Pressure continues to be put on Local Authorities to protect the future of public toilet provision for Pembrokeshire.
Petitions have been set up calling for Pembrokeshire County Council to rethink any closure plans, whilst councillors across the county continue to urge the Local Authority to scrap any proposals, with suggestions to shut any public conveniences in seaside and coastal resorts, labelled ‘ludicrous’ by members of Tenby Town Council earlier this year.
Tenby’s toilets alongside North Beach and in Upper Frog Street are included in a list of facilities due to close on November 5 this year, unless a future funding stream is identified, PCC revealed, with county councillor for the seaside town’s north ward Cllr Michael Williams accusing the Local Authority of being in ‘danger of contravening the wellbeing act’ should they start to shut such facilities.
The matter came up for discussion again at this month’s meeting of Tenby Town Council, after receiving a response from the offices of Rebecca Evans, Welsh Government minister for Finance and Local Government.
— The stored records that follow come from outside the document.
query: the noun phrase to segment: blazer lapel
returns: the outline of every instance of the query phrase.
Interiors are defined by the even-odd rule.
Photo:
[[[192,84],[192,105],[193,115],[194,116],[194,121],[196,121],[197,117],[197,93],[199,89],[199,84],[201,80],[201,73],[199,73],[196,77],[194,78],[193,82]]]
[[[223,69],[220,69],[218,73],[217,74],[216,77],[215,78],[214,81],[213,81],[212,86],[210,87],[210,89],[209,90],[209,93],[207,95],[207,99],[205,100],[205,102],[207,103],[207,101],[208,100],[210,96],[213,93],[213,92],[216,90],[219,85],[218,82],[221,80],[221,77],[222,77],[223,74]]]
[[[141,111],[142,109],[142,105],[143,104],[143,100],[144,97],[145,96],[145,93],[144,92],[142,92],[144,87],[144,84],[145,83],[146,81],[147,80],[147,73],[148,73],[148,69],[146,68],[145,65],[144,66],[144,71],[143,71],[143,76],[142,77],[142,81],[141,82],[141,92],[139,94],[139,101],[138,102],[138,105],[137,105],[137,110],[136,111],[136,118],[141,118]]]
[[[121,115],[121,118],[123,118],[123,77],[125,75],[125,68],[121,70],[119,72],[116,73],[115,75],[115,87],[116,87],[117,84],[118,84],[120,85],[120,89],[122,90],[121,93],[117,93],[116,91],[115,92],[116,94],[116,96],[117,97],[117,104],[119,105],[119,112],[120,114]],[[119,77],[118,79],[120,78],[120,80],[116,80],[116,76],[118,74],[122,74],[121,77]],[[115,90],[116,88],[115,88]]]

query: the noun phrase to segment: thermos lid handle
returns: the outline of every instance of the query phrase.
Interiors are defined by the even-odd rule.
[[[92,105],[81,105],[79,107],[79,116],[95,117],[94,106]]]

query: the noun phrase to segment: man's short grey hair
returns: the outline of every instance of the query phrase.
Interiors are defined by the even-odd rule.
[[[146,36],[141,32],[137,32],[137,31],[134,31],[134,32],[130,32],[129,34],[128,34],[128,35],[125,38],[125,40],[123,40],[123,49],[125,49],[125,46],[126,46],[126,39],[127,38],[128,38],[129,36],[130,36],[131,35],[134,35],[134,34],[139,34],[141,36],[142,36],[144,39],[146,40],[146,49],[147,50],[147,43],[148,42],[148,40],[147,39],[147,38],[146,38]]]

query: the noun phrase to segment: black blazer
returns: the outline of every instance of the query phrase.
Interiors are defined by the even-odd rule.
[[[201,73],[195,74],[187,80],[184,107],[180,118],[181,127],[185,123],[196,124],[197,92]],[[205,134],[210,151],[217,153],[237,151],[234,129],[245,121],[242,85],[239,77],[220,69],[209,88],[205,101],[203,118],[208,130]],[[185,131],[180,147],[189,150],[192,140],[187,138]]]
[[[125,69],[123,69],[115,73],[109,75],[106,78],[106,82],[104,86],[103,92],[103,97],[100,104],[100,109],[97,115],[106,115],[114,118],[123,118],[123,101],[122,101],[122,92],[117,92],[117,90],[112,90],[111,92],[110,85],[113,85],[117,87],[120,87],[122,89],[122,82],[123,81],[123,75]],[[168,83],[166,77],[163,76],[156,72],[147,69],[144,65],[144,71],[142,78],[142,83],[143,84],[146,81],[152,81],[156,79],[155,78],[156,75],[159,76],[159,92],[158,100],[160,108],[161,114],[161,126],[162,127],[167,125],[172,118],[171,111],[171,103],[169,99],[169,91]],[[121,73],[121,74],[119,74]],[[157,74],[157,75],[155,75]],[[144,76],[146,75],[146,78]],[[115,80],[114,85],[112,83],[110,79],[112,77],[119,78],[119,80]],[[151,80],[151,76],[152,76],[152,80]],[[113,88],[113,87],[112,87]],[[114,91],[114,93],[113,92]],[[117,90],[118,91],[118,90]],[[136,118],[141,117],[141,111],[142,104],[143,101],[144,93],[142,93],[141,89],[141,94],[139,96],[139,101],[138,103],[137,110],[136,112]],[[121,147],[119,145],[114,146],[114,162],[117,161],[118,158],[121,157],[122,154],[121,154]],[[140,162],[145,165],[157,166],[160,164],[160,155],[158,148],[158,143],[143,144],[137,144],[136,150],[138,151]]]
The correspondence stated: ‘I understand your concerns – and those of your fellow councillors - in relation to the proposed closure of a number of public toilets in Tenby. The provision, accessibility and maintenance of public toilets is the responsibility of each toilet’s owner e.g. a local authority, a community council, or business.
‘Local authorities may provide public toilets, but are not obliged to do so. Public toilets do not, therefore, generally fall within the remit of the Welsh Government’s responsibilities, and we cannot intervene in the decision making of local authorities or businesses in this regard.
‘There are currently no plans to legislate to make the provision of public conveniences a statutory requirement. The lead in this area would be the Minister for Health and Social Services.
‘The Public Health (Wales) Act 2017 requires each local authority to develop and publish a local toilet strategy for their area to ensure that the communities’ needs are identified and met. Local authorities have been encouraged to consider toilet provision within other buildings within their control and to look for solutions to provision beyond the traditional stand-alone public toilet.
‘The Welsh Government produced statutory guidance for local authorities on what they needed to do to develop their toilet strategies and how they should engage with their respective populations.
‘I note that Pembrokeshire has published its Local Toilets Strategy in 2019, and that it has recently consulted on its Draft Local Toilets Strategy 2 which includes an assessment of the community’s need for toilets and also how the Local Authority proposes to meet the need.
‘The duty to prepare a strategy does not in itself require Local Authorities to provide and maintain public toilets themselves, but they are required to take a strategic view across their area on how these facilities can be provided and accessed by their local population.
‘Asset transfers between principal and community councils can be beneficial in a number of cases, such as where both parties are aware of the ongoing responsibilities, that post-transfer support is in place and that the transfer is sustainable.
‘The Minister for Finance and Local Government would be concerned if communities were facing a double taxation through council tax but also a raise in the precept as a result of an asset transfer where there was no discernible change in service,’ it added.
Town council member Cllr Emma Lewis told her colleagues that she felt that the point was being missed, particularly in relation to people with protected characteristics.
She said that a lack of toilet provision discourages people from spending too much time in town, which impacts Tenby’s retail and hospitality businesses. Tourists may expect to pay for use of the toilets but for residents it is different.
She wondered if it would it be worthwhile contacting the Minister for Health and Social Services on the matter further.
Cllr Sam Skyrme-Blackhall told members that there are still ongoing talks with PCC and with the Pembrokeshire Coast National Park Authority in relation to toilet provision, and pressure continues to be put on them.
She said she felt things were progressing and it seemed that only the market toilets were earmarked for closing due to the poor state of them.
“Nothing is set in stone, regarding the North Beach, and PCC are aware that we need them due to the volume of people in town,” she remarked.
Cllr Laurence Blackhall said he would be ‘loathed’ as a town council to step up and fund toilet provision from the precept, stating: “We need to continue to put pressure on various agencies, or else it will be a slippery slope and we will be funding everything PCC wants to stop providing!”
Cllr. Duncan Whitehurst felt that the Welsh Government strategy was not fit for purpose. He felt allowing unitary authorities to develop their own strategies enabled them to manipulate the process for closures.
“Welsh Government need to return to the drawing board and develop something that works for the people of Wales,” he said.
“PCC consulted on their strategy. Toilet closures was the most negatively received proposal within their budget consultation. It is deeply unpopular and if PCC cared about the views of the people of Pembrokeshire, they wouldn’t be closing any,” added Cllr Whitehurst.
Cllr Skyrme-Blackhall felt more pressure was needed especially with PCNPA.
“PCC have hinted at library closures as well as toilets unless someone else pays. We need to get them to pull the brakes on, otherwise where will it end!” she added.